Events News Research CBS CBS Publications Bioinformatics
Staff Contact About Internal CBS CBS Other

Comparative Microbial Genomics - #27644

Computer Exercises - Prediction of Highly Expressed Genes in Bacterial Genomes

Comparative Microbial Genomics

Exercise 7; 9 November 2005


BACKGROUND:


The diagram you will produce in this exercise will show the results of protein BLASTs of 16 Proteobacteria genomes. All proteomes have been BLASTed against each other and proteins with 80% or more overlapping alignment, having an E-value of 1·105 or better, have been counted. The fraction of homologous proteins (F, as indicated by the colour scale) in organism A compared to B is calculated as follows:


FAB = 100% · [Number of genes from A identified in B] / [total number of genes in A]

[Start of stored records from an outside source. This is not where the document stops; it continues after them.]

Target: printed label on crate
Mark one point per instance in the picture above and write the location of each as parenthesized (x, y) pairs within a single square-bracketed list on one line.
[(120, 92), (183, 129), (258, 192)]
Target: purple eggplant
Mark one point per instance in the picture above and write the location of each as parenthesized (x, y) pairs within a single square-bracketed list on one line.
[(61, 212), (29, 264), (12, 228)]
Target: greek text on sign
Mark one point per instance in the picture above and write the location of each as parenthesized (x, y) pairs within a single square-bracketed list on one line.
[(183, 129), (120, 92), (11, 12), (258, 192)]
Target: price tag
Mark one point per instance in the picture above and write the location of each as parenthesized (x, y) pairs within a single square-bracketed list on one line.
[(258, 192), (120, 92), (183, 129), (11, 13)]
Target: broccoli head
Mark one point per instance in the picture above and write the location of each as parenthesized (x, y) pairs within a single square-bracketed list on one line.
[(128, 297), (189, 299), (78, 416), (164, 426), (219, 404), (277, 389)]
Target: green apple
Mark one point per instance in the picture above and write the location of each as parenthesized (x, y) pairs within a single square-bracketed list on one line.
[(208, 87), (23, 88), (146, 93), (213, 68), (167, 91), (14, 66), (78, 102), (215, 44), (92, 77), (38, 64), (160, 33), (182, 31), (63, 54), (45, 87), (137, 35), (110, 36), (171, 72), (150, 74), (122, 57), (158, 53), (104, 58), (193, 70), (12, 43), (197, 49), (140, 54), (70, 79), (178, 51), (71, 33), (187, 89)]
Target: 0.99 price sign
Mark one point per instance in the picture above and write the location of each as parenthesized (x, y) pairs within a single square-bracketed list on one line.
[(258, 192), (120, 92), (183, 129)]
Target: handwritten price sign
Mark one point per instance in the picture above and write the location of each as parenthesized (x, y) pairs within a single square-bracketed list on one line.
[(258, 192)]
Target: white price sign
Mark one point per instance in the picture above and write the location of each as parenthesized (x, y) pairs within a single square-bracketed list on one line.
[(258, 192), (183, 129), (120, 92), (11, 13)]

You should note that FAB = FBA only for two organisms A and B having an identical ORF count. In all other cases FAB != FBA. However, for closely related organisms with a nearly similar number of ORFs, FAB ~ FBA.


START EXERCISE:


Important! The passwords for every 'mic' account have been reset. To login, you will need the following information:


- Open ssh (it can be found on your desktop)

- In the 'Host' box, enter the following: genome.cbs.dtu.dk

- In the 'User' box, enter the following: micXX (replace 'XX' with your assigned number)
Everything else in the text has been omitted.